Opinion
2012-04-26
Sullivan Papain Block McGrath & Cannavo, P.C., New York (Stephen C. Glasser of counsel), for appellants. James M. Begley, New York (Karla Denalli of counsel), for respondent.
Sullivan Papain Block McGrath & Cannavo, P.C., New York (Stephen C. Glasser of counsel), for appellants. James M. Begley, New York (Karla Denalli of counsel), for respondent.
ANDRIAS, J.P., SAXE, CATTERSON, RENWICK, ROMÁN, JJ.
Judgment, Supreme Court, New York County (Jane S. Solomon, J.), entered January 21, 2011, after a jury trial, upon a verdict in favor of defendant, unanimously affirmed, without costs.
The trial court did not err in declining to charge defendant's former employee as an interested witness in the absence of any evidence that his testimony was biased or that he was personally interested in the outcome of the matter ( cf.
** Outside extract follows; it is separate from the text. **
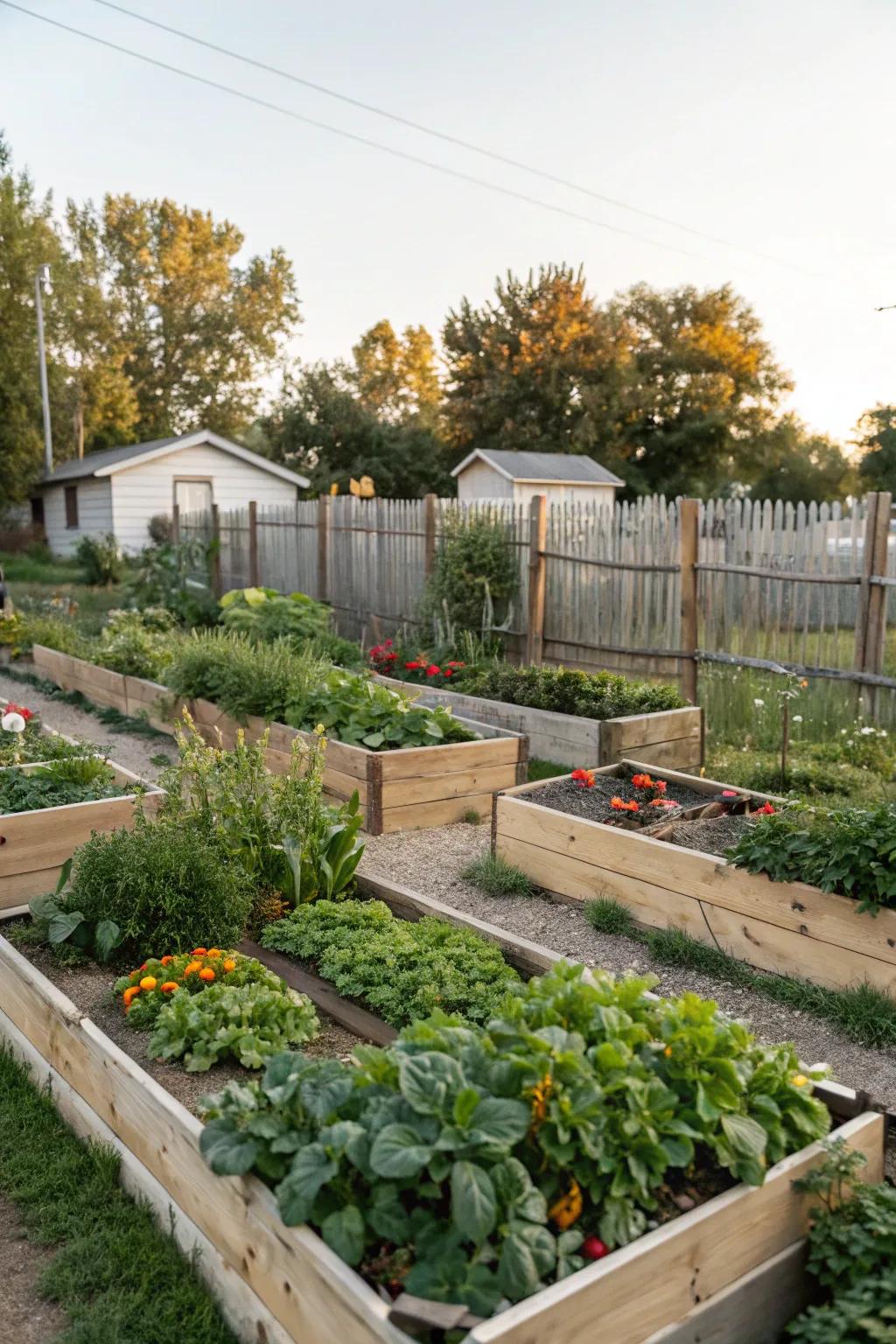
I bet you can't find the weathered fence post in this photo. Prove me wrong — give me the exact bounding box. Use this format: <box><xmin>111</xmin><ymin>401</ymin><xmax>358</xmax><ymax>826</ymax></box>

Lowenstein v. The Normandy Group, LLC, 51 A.D.3d 517, 859 N.Y.S.2d 29 [2008] [former employee of defendant and participant in accident who had motive to shield himself from blame properly charged as interested witness] ). Any error attributable to the failure to charge the jury that defendant had statutory responsibility for the maintenance of the subject sidewalk is harmless in light of defendant's admitted responsibility for maintaining the sidewalk.
The court did not improvidently exercise its discretion in declining, on the eve of trial, to so order a subpoena that could have been issued by counsel and sought items that could have been obtained during discovery ( see CPLR 2302; Pena v. New York City Tr. Auth., 48 A.D.3d 309, 309–310, 852 N.Y.S.2d 80 [2008] ).